12 Hier verklaert de gemeente haer vertrouwen van de verhooringe, ende victorie.
13 Dat ghy, ô Coninck, van Godt sult ontfangen, ofte, dat ghy, ô Godt, onsen Coninck sult geven: ofte, uwe overwinninge, (ende alsoo in’t volgende) die u Godt verleenen sal. Siet 2.Sam. 8. op vers 6.
14 Ofte, laten vliegen, voeren: tot een teecken van goeden moet, ende vertrouwen van victorie, ende triumph, ende dat ter eeren onses Godts, ende onser vyanden schrick. Vergel. Psal. 60.6. Cant. 2.4. ende 5.10. ende 6.4. item Num. 2.2, 3, etc. met d’aenteeck. In’t Hebr. is een woort, als of men seyde: wy sullen vaendelêren.
15 Ofte, sal vervullen.
 
7 Als nu weet ick, dat de HEERE sijnen Gesalfden 16 behoudt; hy sal hem verhooren uyt den hemel sijner 17 heylicheyt; 18 het heyl sijner rechter-hant sal zijn met mogentheden.
16 Ofte, verlost heeft, overwinninge gegeven heeft. dat is, ick vertrouwe soo vast, vermits sijne beloften, dat hem Godt victorie sal geven, als of hyse bereedts hadde.
17 Dat is, uyt sijnen heyligen Hemel, die alsoo genoemt wort, om dat Godt, die heylicheyt selve is, daer in geseyt wort te woonen, alsoo, Palleys uwer heylicheyt. Psal. 5.8.
18 And. door de krachten des heyls sijner rechter-hant, dat is, sijner rechter-hant krachtichlick uytstreckende om sijnen gesalfden de overwinninge te bestieren.
 
8 19 Dese [vermelden] van wagens, ende die van peerden; maer wy sullen vermelden van den Naem des HEEREN onses Godts.
19 Onse vyanden vermelden, d’een van menichte van ysere wagens, d’ander van veelheyt der peerden, waer op sy vertrouwen, maer wy, etc.
 
9 Sy hebben sich 20 gekromt, ende zijn gevallen; maer wy zijn geresen, ende staende gebleven.
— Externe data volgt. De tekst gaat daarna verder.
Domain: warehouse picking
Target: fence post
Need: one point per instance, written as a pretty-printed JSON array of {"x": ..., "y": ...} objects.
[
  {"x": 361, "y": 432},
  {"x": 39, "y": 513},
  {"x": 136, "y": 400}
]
20 Als Sisera, Iudic. 5.22.
 
10 ô HEERE, 21 behoudt: die Coninck 22 verhoore ons ten dage onses roepens.
21 Ofte, geeft heyl, overwinninge, als vers 7.
22 Ofte, sal ons verhooren, te weten, de hemelsche Coninck, onse Heere Iesus Christus, wiens voorbeelt David was.